Thu Mar 15, 2012 5:58pm EDT
(Reuters) - Cogo Group Inc (COGO.O) reported quarterly results above Wall Street estimates and the computer components distributor based in China said its Chief Executive Jeffrey Kang proposed to buy about a third of the company's shares.
The company's stock which has lost almost three-fourths of its value in the last one year, soared to $3.54 in after-hours trade. They had closed at $1.94 on Thursday on the Nasdaq.
Cogo, which distributes components made by Intel, Broadcom, Xilink and others to customers in China, posted a fourth-quarter net loss of $35.8 million, or 99 cents a share, compared with a net income of $4.6 million, or 12 cents a share, a year ago.

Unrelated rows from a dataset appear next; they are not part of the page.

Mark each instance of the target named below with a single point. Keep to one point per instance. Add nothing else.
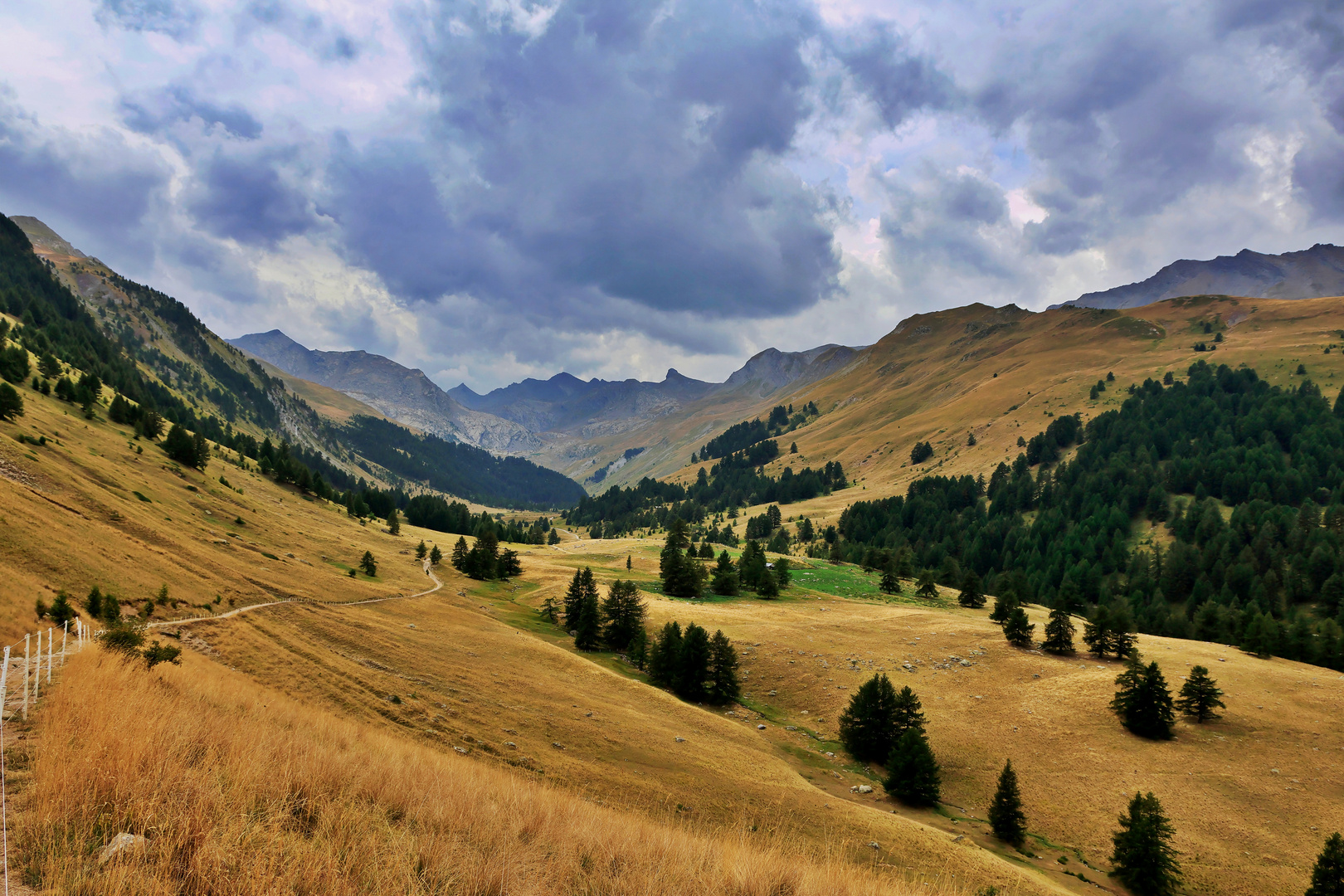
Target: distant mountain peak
(1309, 273)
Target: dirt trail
(332, 603)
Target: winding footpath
(429, 571)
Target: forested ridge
(1246, 479)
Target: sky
(494, 190)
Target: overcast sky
(500, 188)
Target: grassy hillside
(292, 702)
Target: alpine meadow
(598, 448)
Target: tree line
(1269, 577)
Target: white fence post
(26, 677)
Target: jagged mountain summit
(1311, 273)
(403, 394)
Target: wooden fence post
(26, 676)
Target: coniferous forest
(1246, 479)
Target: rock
(119, 844)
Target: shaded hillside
(405, 395)
(1305, 275)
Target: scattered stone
(119, 844)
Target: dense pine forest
(1241, 484)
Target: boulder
(119, 844)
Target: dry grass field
(410, 746)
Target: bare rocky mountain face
(570, 425)
(402, 394)
(1311, 273)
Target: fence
(32, 689)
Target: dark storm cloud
(173, 17)
(616, 153)
(901, 82)
(249, 199)
(95, 183)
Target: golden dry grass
(241, 790)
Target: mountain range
(1307, 275)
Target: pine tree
(1004, 605)
(581, 587)
(913, 774)
(1328, 874)
(624, 614)
(1199, 694)
(1142, 856)
(1006, 815)
(889, 583)
(1018, 629)
(867, 723)
(694, 665)
(587, 627)
(724, 581)
(971, 592)
(639, 649)
(1142, 702)
(723, 670)
(665, 655)
(1059, 633)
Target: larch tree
(1199, 694)
(1144, 859)
(1006, 815)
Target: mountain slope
(405, 395)
(1305, 275)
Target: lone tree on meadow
(1142, 856)
(972, 596)
(1006, 815)
(867, 724)
(581, 587)
(624, 614)
(1199, 694)
(1018, 629)
(913, 774)
(1059, 631)
(1328, 874)
(1142, 703)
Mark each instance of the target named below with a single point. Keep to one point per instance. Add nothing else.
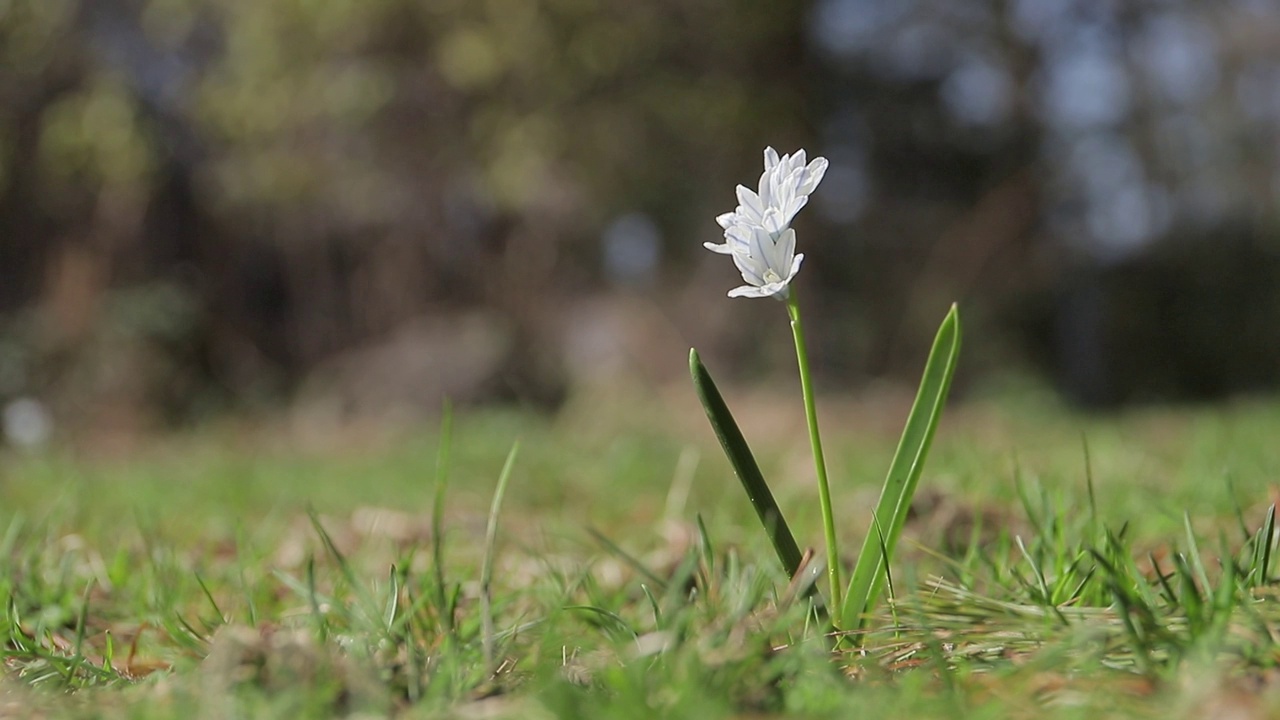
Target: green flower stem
(819, 463)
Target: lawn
(1056, 565)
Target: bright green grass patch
(231, 574)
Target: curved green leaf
(744, 465)
(904, 473)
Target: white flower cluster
(758, 233)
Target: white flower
(767, 264)
(758, 232)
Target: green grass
(242, 573)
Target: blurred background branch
(211, 204)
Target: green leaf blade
(744, 465)
(904, 473)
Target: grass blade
(490, 541)
(745, 466)
(442, 484)
(904, 473)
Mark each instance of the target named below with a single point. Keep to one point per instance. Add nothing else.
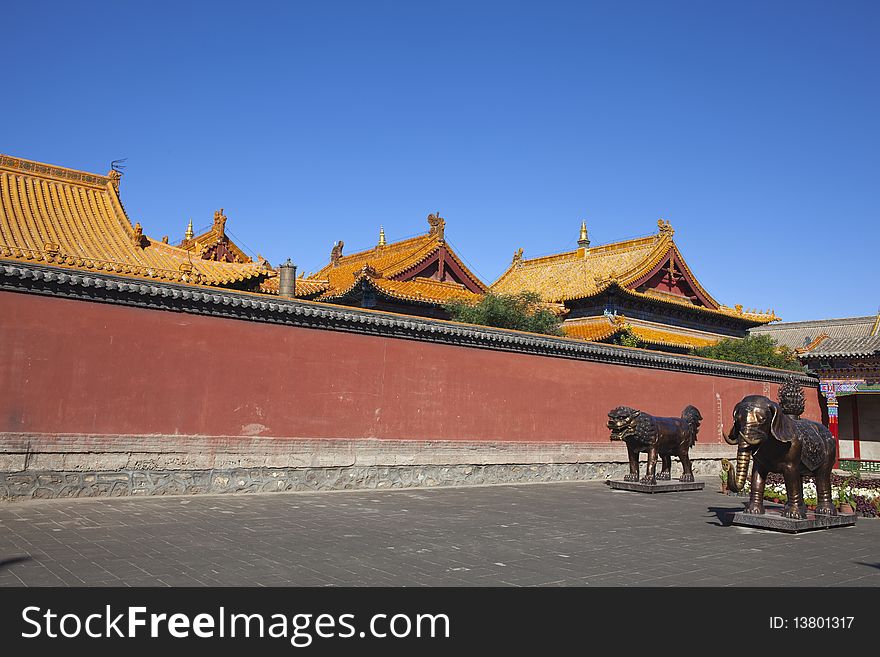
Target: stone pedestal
(673, 486)
(774, 521)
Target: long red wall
(70, 366)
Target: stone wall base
(45, 485)
(79, 465)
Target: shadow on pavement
(5, 563)
(724, 514)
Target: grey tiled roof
(845, 348)
(799, 334)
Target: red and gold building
(415, 276)
(642, 285)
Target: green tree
(521, 312)
(626, 338)
(754, 350)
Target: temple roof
(214, 243)
(844, 348)
(808, 335)
(598, 329)
(627, 265)
(75, 219)
(393, 270)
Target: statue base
(664, 486)
(774, 521)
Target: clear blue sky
(754, 127)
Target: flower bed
(865, 493)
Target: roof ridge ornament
(336, 252)
(220, 222)
(517, 258)
(138, 236)
(437, 225)
(584, 240)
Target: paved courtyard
(569, 534)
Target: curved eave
(756, 320)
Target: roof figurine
(584, 240)
(416, 276)
(665, 229)
(81, 214)
(437, 225)
(646, 279)
(214, 243)
(336, 252)
(517, 257)
(220, 222)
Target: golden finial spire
(584, 240)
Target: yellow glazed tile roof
(305, 287)
(580, 273)
(594, 330)
(597, 329)
(670, 338)
(586, 272)
(417, 289)
(75, 219)
(390, 268)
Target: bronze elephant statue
(658, 436)
(780, 443)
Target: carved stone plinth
(659, 487)
(773, 520)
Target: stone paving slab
(564, 534)
(773, 520)
(659, 487)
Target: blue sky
(751, 126)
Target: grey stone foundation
(81, 465)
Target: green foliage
(520, 312)
(754, 350)
(626, 338)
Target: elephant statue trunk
(737, 475)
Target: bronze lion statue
(658, 436)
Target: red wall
(70, 366)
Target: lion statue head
(630, 424)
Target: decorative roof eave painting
(625, 266)
(427, 261)
(76, 219)
(601, 328)
(417, 290)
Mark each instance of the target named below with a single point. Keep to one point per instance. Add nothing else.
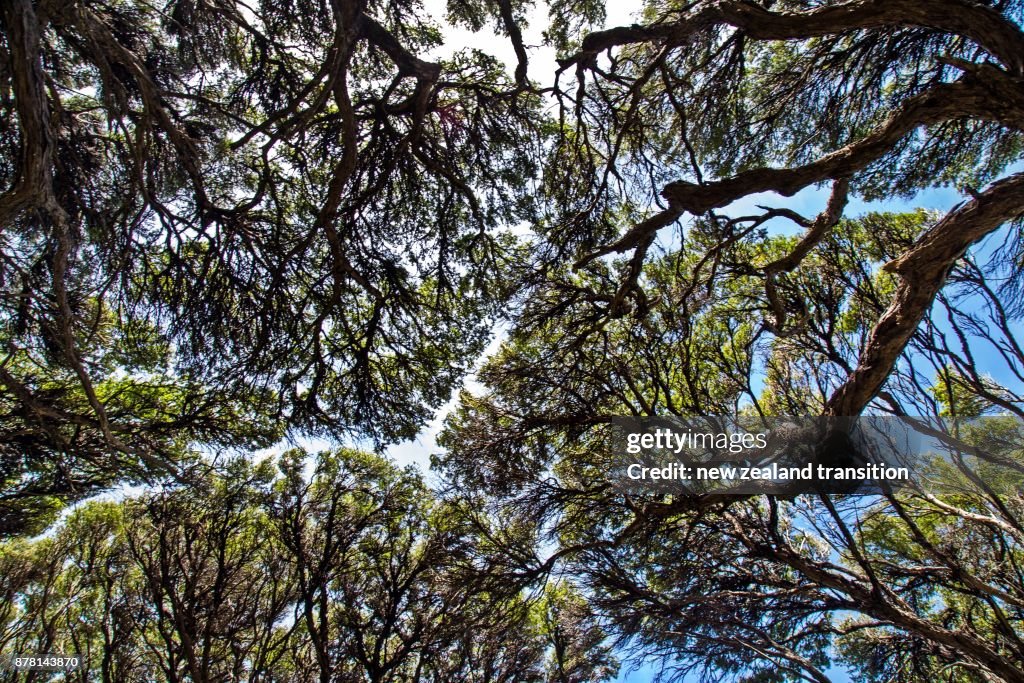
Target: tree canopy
(227, 223)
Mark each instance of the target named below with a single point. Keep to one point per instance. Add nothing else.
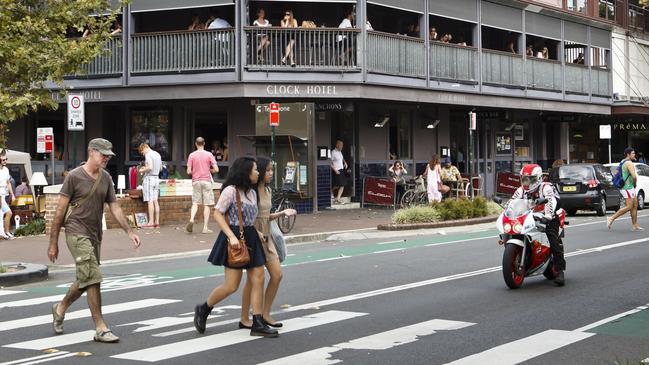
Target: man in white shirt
(151, 183)
(5, 190)
(338, 165)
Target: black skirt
(219, 254)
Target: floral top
(228, 204)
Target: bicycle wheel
(286, 223)
(406, 198)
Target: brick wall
(173, 209)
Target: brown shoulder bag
(239, 257)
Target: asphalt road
(426, 300)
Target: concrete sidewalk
(173, 239)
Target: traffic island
(15, 273)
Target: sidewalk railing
(184, 51)
(452, 62)
(109, 63)
(502, 68)
(313, 48)
(395, 54)
(543, 74)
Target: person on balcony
(289, 21)
(262, 38)
(196, 23)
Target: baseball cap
(102, 145)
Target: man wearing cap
(81, 205)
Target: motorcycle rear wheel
(511, 260)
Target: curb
(30, 273)
(453, 223)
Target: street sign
(473, 118)
(605, 131)
(274, 115)
(44, 140)
(76, 115)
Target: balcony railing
(452, 62)
(185, 51)
(502, 68)
(395, 54)
(543, 74)
(577, 79)
(600, 81)
(109, 63)
(312, 48)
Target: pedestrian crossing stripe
(210, 342)
(379, 341)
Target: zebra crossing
(149, 331)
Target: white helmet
(531, 177)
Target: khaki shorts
(202, 193)
(86, 259)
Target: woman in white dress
(435, 187)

Before items, the Shenzen-based company made a profit of 13 cents a share, beating analysts' estimates by one cent, according to Thomson Reuters I/B/E/S.
Revenue rose 49 percent to $169.5 million, against analysts' view of $147.48 million.
Separately, the company said Chairman and CEO Jeffrey Kang proposed to acquire a series of operating entities of Cogo, which account for about 30 percent of its total assets, for $60 million to $82 million.
The offer implies a valuation of $6 to $8 per share and Cogo will use the proceeds to buy back shares, said the company, which competes with Arrow Electronics (ARW.N) and Avnet (AVT.N).
The deal -- expected to close in the second quarter of 2012 -- will be made through Kang's personal investment venture Envision Global Group, Cogo said in a statement.